YARI ORALI YARI BURALI

- Neydi o bildiğiniz şey? Hafif Batı kültür emperyalizminden etkilenmişlik, burada doğup büyüdüğümüz için genlerimizde olan buralılık... Bu şarkılara da girdi. Diday'ın sözleririne baksan tasavvuf vardır. Ama müzik çok batıdır. Atıyorum, mesela New York Sokakları diye bir parça yapıyorsun alt yapı tamamen armonik batılı. Ama üstte "Bir güzele gönül verdim" girişiyle başlar. Türkü melodisi gibidir. Yarı oralı yarı buralı gibi bir şey tutturduk. Ondan da vazgeçmiyoruz. Ben belki kendim, bu sefer deneysel bir şeyler yapayım istiyorum, daha elektronik bir şey denemek istiyorum.

- MFÖ olarak çok hitiniz var ama benim ve benim gibi derin MFÖ fanları için hitlerinizden biri de Yalnızlar Garı'dır: "Dervişler devran ederken gecelerde/Ben toy bir mehtap/ Kelimeler birer varsayım/Ana, yalnızlar garındayım."

- Şiirdir, bir sanat şarkısıdır aslında. İçinde tasavvuf da, hayat gailesi de, insanın hayatta yaşayabileceği ikilemler, aşılması gereken zorluklar da vardır...

- Yıllar önce bir şarkınızda "Aslım ne tam Doğu, ne tam Batı" demiştiniz. Bugünkü hissiniz ne bu konuda?

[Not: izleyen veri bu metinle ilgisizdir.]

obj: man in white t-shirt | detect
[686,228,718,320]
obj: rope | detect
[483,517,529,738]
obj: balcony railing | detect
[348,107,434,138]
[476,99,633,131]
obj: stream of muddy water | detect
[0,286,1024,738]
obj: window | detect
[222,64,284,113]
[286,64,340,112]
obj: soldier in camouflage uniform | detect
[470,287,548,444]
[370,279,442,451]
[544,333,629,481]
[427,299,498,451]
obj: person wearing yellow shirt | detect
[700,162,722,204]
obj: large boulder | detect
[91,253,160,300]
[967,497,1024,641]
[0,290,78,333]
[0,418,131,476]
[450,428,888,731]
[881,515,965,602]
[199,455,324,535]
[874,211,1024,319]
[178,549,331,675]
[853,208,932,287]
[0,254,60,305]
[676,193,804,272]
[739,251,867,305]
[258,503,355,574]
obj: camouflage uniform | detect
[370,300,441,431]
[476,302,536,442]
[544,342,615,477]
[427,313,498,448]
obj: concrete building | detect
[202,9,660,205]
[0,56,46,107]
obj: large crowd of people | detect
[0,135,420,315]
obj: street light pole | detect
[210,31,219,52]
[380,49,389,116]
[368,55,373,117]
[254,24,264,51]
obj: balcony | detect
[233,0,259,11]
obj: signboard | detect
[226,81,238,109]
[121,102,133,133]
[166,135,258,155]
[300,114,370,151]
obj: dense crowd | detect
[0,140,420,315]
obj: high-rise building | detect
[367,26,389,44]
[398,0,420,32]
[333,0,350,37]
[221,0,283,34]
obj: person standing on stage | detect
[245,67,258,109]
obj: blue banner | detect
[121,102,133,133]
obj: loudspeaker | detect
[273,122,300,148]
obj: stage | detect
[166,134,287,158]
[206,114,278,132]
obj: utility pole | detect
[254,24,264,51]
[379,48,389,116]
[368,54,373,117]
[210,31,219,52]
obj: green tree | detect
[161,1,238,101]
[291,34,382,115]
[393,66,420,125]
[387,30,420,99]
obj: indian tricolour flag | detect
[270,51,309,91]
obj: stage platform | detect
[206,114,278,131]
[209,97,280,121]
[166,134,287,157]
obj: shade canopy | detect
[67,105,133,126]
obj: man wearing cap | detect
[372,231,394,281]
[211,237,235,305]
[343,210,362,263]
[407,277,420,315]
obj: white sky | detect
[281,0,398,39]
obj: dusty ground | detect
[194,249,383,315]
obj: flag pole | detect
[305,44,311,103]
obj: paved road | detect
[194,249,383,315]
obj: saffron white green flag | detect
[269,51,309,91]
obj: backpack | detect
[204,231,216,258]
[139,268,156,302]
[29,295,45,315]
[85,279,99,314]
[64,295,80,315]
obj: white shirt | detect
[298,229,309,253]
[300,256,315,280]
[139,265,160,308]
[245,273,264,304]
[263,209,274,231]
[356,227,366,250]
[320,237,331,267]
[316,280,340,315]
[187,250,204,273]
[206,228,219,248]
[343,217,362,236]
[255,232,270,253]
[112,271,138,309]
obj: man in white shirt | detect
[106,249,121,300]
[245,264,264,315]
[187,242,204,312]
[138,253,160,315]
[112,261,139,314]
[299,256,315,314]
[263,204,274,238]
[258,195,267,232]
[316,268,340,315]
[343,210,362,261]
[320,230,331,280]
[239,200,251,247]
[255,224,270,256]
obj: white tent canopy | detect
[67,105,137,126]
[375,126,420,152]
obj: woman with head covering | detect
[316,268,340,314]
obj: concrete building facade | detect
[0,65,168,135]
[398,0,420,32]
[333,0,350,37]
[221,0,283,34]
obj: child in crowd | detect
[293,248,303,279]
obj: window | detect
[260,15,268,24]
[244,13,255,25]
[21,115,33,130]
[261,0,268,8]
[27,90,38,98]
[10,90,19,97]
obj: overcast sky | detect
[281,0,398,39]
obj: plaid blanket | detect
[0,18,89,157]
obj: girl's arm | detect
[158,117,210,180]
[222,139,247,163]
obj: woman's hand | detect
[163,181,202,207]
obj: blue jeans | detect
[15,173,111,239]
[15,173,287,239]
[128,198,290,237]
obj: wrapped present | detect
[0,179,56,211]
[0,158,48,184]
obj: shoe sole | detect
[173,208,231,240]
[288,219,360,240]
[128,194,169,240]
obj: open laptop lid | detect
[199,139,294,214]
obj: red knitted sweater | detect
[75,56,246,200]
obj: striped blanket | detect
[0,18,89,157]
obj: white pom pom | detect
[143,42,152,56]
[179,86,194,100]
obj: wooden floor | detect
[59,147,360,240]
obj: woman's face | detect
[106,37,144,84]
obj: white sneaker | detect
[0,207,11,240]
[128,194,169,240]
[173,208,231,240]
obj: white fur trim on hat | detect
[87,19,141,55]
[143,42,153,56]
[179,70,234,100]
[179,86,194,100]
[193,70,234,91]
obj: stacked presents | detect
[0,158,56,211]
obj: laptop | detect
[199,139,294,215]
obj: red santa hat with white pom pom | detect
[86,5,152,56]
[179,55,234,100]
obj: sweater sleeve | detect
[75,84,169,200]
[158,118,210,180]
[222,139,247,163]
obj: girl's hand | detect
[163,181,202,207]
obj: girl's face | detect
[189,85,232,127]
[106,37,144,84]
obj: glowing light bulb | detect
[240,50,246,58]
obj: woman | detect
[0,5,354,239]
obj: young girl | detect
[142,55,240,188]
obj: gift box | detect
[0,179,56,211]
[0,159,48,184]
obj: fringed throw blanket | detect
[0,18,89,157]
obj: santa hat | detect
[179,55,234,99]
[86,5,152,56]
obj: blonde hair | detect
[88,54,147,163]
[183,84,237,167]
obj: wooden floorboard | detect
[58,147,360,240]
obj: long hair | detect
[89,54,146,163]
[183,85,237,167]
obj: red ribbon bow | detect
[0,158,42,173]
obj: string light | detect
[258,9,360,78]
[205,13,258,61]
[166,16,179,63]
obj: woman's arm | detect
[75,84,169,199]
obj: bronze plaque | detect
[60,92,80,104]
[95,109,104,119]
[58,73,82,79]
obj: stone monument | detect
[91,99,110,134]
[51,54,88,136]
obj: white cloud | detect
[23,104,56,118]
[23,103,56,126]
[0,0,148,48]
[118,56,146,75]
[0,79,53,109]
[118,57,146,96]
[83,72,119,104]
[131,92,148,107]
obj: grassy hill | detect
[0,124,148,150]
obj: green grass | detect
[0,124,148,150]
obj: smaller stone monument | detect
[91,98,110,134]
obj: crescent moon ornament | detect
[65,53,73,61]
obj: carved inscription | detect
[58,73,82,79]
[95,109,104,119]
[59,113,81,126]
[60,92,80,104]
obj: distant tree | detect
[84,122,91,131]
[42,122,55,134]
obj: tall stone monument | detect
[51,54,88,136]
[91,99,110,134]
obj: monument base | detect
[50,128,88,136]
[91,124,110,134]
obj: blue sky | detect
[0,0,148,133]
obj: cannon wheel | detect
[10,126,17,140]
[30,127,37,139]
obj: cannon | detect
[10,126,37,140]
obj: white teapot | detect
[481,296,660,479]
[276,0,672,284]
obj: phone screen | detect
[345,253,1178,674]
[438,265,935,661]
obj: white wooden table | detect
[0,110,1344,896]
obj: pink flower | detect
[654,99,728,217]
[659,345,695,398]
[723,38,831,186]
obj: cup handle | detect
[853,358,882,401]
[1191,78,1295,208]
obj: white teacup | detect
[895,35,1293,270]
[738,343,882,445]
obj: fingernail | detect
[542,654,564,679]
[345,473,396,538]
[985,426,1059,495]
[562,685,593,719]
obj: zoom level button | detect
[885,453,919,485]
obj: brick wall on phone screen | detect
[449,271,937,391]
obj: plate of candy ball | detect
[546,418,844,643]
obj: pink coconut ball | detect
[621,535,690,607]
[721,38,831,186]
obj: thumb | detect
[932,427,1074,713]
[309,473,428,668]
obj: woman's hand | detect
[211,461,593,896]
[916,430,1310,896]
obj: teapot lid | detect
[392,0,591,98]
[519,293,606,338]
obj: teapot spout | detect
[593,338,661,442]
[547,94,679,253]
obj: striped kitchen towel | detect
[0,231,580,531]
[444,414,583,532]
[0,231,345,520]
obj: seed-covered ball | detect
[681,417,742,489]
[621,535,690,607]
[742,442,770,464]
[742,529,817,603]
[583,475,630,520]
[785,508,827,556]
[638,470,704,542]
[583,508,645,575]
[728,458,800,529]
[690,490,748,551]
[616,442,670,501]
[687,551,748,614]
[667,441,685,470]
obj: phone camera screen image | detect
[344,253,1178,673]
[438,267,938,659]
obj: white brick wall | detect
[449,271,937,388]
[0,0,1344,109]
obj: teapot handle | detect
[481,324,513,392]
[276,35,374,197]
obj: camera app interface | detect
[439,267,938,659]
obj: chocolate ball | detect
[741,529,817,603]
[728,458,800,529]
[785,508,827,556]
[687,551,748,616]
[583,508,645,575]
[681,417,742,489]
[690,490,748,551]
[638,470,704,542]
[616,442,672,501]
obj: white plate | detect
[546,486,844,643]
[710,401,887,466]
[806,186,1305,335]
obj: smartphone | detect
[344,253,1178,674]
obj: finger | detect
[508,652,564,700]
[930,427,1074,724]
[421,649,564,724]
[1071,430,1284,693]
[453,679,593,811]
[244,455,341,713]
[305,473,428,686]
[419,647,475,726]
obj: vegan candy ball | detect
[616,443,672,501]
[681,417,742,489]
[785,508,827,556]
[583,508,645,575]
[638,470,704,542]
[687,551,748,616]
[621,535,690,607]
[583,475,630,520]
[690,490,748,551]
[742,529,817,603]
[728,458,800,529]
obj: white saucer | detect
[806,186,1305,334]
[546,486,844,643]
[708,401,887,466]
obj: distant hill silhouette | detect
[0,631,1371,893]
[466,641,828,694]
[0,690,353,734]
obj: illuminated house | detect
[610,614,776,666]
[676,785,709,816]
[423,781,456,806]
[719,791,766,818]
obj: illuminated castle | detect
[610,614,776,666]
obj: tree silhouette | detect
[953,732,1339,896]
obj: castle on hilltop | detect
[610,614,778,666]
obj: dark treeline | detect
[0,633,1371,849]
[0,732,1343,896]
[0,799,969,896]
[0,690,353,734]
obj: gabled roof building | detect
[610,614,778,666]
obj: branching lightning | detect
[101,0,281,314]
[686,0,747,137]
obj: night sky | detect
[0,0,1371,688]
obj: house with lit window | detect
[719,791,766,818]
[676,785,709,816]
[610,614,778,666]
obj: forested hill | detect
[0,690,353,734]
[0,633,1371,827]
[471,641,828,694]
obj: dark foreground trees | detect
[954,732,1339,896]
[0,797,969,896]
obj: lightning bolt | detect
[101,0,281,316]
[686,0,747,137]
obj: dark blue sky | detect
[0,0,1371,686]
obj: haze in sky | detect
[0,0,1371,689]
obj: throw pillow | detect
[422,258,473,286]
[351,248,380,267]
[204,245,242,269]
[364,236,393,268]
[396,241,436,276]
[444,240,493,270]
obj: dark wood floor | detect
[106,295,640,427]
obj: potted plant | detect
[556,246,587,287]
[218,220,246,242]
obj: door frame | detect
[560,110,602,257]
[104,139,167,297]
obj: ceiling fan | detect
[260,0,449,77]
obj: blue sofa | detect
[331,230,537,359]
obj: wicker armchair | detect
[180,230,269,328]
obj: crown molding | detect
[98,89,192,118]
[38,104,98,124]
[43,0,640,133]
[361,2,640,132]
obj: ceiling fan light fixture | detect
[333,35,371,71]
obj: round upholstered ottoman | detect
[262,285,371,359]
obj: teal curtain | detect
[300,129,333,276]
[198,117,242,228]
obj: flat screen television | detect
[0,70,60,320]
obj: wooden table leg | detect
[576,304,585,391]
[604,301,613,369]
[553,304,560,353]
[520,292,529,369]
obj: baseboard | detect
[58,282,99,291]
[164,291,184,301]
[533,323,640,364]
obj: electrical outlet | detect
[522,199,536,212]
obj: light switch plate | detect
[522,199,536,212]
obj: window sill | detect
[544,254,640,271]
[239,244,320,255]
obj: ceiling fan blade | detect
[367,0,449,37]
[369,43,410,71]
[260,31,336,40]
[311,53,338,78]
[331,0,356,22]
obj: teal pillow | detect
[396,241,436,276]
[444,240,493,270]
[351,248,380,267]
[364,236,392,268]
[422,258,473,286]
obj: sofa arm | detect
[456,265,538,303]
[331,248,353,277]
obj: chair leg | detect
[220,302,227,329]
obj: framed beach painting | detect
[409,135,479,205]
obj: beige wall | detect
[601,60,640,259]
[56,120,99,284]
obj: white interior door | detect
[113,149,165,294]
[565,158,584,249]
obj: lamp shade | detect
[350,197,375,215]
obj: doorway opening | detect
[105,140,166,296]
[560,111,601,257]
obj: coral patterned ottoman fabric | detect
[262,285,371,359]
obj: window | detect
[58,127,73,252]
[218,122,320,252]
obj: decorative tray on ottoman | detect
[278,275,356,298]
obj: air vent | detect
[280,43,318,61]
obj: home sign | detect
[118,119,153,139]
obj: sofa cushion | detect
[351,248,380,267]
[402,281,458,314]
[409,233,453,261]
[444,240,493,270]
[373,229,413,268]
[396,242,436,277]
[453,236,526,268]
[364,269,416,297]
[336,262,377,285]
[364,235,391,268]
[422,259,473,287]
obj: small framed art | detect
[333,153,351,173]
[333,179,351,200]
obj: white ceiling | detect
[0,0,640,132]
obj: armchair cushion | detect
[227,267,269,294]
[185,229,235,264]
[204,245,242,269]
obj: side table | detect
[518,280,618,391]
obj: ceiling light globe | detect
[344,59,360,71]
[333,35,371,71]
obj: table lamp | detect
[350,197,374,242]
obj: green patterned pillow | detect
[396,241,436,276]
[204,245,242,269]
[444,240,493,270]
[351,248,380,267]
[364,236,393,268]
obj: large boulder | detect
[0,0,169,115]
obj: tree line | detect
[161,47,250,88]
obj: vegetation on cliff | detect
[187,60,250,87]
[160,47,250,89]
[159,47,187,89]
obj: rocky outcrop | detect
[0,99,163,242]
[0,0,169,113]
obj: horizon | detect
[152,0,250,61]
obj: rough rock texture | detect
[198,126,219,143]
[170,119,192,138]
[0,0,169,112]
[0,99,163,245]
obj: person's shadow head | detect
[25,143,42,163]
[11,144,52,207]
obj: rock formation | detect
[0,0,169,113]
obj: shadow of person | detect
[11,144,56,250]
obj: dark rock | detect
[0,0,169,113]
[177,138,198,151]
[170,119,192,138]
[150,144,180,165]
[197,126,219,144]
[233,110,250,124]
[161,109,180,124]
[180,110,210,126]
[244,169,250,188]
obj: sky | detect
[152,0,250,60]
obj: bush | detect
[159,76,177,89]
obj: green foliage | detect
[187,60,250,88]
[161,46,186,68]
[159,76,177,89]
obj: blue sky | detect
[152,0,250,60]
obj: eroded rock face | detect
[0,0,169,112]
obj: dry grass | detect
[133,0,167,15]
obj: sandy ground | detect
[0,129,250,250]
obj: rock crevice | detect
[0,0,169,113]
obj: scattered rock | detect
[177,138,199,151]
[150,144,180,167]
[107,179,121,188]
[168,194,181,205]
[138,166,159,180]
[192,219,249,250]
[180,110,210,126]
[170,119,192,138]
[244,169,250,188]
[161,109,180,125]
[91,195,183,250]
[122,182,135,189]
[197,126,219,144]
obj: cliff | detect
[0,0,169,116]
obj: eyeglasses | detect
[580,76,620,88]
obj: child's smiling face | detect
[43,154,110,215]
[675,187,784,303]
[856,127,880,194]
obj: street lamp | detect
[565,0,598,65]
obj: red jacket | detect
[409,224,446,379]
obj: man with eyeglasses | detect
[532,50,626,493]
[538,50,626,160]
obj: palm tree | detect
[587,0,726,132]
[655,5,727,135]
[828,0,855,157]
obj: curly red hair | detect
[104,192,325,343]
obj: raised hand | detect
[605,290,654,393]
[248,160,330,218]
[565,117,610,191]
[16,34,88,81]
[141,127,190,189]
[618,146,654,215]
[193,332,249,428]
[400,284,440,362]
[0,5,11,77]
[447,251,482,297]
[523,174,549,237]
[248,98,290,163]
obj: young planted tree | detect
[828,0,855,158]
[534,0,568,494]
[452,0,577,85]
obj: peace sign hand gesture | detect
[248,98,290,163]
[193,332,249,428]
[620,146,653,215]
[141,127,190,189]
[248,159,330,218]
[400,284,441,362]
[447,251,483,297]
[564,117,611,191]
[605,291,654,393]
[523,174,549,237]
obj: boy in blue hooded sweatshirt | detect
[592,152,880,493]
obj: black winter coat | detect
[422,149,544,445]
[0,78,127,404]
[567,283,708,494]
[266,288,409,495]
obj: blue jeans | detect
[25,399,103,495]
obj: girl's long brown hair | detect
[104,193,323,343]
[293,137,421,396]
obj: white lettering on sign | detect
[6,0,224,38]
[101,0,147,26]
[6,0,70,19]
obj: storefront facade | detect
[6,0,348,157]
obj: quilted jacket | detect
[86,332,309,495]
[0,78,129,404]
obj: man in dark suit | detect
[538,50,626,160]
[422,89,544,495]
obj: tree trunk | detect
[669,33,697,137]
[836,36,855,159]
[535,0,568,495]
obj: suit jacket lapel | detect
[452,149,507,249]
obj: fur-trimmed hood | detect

- Kendimden öte memleket için söylersek artık daha Doğu'ya yakınız. Onu fark ettik diyelim en azından. Kendim için demiyorum sadece, biraz doğu olduk. Memleketi tarif eden bir sözdü o zaman o. Benim şarkılarımda tasavvuf da, bütün bu geçirdiğimiz darbe dönemleri de, karışık günler de şarkılara kodlar olarak sızar ince ince.

 

PARAYI ALDIM, ALBÜM KALDI

“Yaklaşık on yıl önce ikinci solo albümümün parasını peşin aldım ama daha yapamadım. (Gülüyor) Mecburen yapacağım. Balzac gibi... Adam romanın parasını önden alıyor, lüks içinde yaşıyor. Kumar borcu yapıyor. Sonra mecburen yazıyor kitapları. Ben de biriktiriyorum şarkıları. Bu kez bir DJ'yle çalışmak istiyorum bazı parçalarda. Elektronik bazı fikirlerim var.”

BIÇAKLA GEZERDİM

“Babamı erken kaybettim. O bende bir güvensizlik yarattı. Ortaokul son sınıfta bıçakla falan gezerdim. Hırçın bir çocuktum. Sonra hayatımıza müzik girdi. Beatles'lar falan... İlk çocuğumun döneminde hippi'ydim. İkinci çocuğumda tasavvufla tanıştım. Tasavvuf bana sadece kişisel olarak daha huzurlu olmayı, çevremle daha uyumlu yaşamayı getirmedi. Müziğimi de çok etkiledi. Musikiyi tasavvuf sayesinde öğrendim. İnanılmaz bir ses derinliği, makam derinliği olduğunu gördüm. Buselik Makamına gibi şarkılar hep öyle çıkmıştır. Mesela Mecburen şarkısının müziği bir ilahidir. Tabii büyüklerden izin olarak üzerine söz giydirdik. Tasavvuf beni insan olarak geliştirmesinin dışında müziğime sözel olarak da, müzikal olarak da çok şey kattı.”

“USTAM COHEN'DİR

Benim ustam sanıldığı gibi Bob Dylan değil, Leonard Cohen'dir. Memur çocuğuyum ama Allah razı olsun, ailem beni zar zor Ankara Koleji'ne gönderdi. Öğrendiğimiz İngilizceyle, Cohen şarkılarını çözmeye başladım. Müthiş bir derinlik ve derinliğe anlamı ve içeriği bozmadan giydirilmiş müthiş kafiyeler... Çok etkilendim ve çok şey öğrendim.”

LEYLA'YA BAŞKA TÜRLÜ BAKMAK

“Önce Leyla'dan geçme faslında oluyorsun. Sonra Mevla'dan tekrar Leyla'ya geçiyorsun. Fakat Mevla'dan sonra Leyla'ya bakışın başka oluyor. Oradaki nefs, hayvani kısım seksi aşk zannetme durumu bitiyor. Bu sefer kadına çok başka bir gözle kıymet veriyorsun... Benim mecazi aşk dediğim bölüm bitiyor. Bittikten sonra da aşkın üstünü kaplıyor, koruyor o sevgi. Ve daha iyi oturtuyorsun her şeyi... İnsanları kırmamaya, gönül kırmamaya gayret ediyorsun. Leyla'da kaldık şimdilik, ama Mevla'yla da aram iyidir hamdolsun.”